Lab assignments should be done in pairs. Please contact the examiner in case you want to work on your own. Unfortunately, we do not generally have the resources necessary to tutor and give feedback on one-person labs.

Come prepared. We expect you to have read the lab instructions before you come to the tutored lab sessions. If you come unprepared you will have to spend time on reading the instructions on-site, and will have less time to ask questions and get help.

Instructions: Submit your labs according to the instructions below. Please also read the general rules for hand-in assignments. Before you submit your first lab, you and your lab partner need to sign up in Webreg.

Format of the subject line: 732A92-2017 lab code your LiU-ID your partner’s LiU-ID your lab assistant’s LiU-ID

Example: 732A92-2017 L1 marjo123 erika456 fooba99

Lab assistants for this course:

  • Johan Falkenjack: johsj47
  • Huanyu Li: huali50

Feedback: For each lab there are a number of scheduled hours where you can get oral feedback on your work from the lab assistants. If you submit in time for the first due date, you will get also get written feedback. In addition, you can always get feedback from the examiner (drop-in office hours during term time – or book an appointment).
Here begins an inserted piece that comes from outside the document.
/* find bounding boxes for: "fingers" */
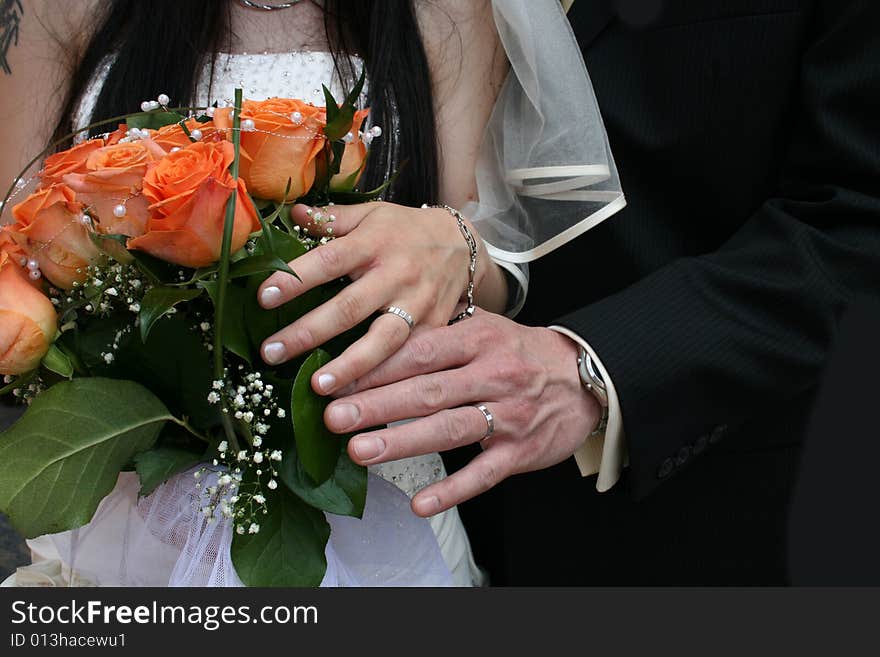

Information about notebooks

This course uses Jupyter notebooks for some of the lab assignments. Notebooks let you write and execute Python code in a web browser, and they make it very easy to mix code and text.

Lab environment. To work on a notebook, you need to be logged into one of IDA’s computers, either on-site or via ThinLinc. At the start of each lab session, you have to activate the course’s lab environment by writing the following at the terminal prompt:

source /home/732A92/labs/environment/bin/activate

Download and open the notebook. To start a new notebook, say L1.ipynb, download the notebook file to your computer and issue the following command at the terminal prompt.

jupyter notebook L1.ipynb

This will show the notebook in your web browser.

Rename the notebook. One of the first things that you should do with a notebook is to rename it, such that we can link the file to your LiU-IDs. Click on the notebook name (next to the Jupyter logo at the top of the browser page) and add your LiU-IDs, like so:

L1-marjo123-erika456

How to work with a notebook. Each notebook consists of a number of so-called cells, which may contain code or text. During the lab you write your own code or text into the cells according to the instructions. When you ‘run’ a code cell (by pressing Shift+Enter), you execute the code in that cell. The output of the code will be shown immediately below the cell.

Check the notebook and submit it. When you are done with a notebook, you should click on Kernel > Restart & Run All to run the code in the notebook and verify that everything works as expected and there are no errors. After this check you can save the notebook and submit it according to the instructions below.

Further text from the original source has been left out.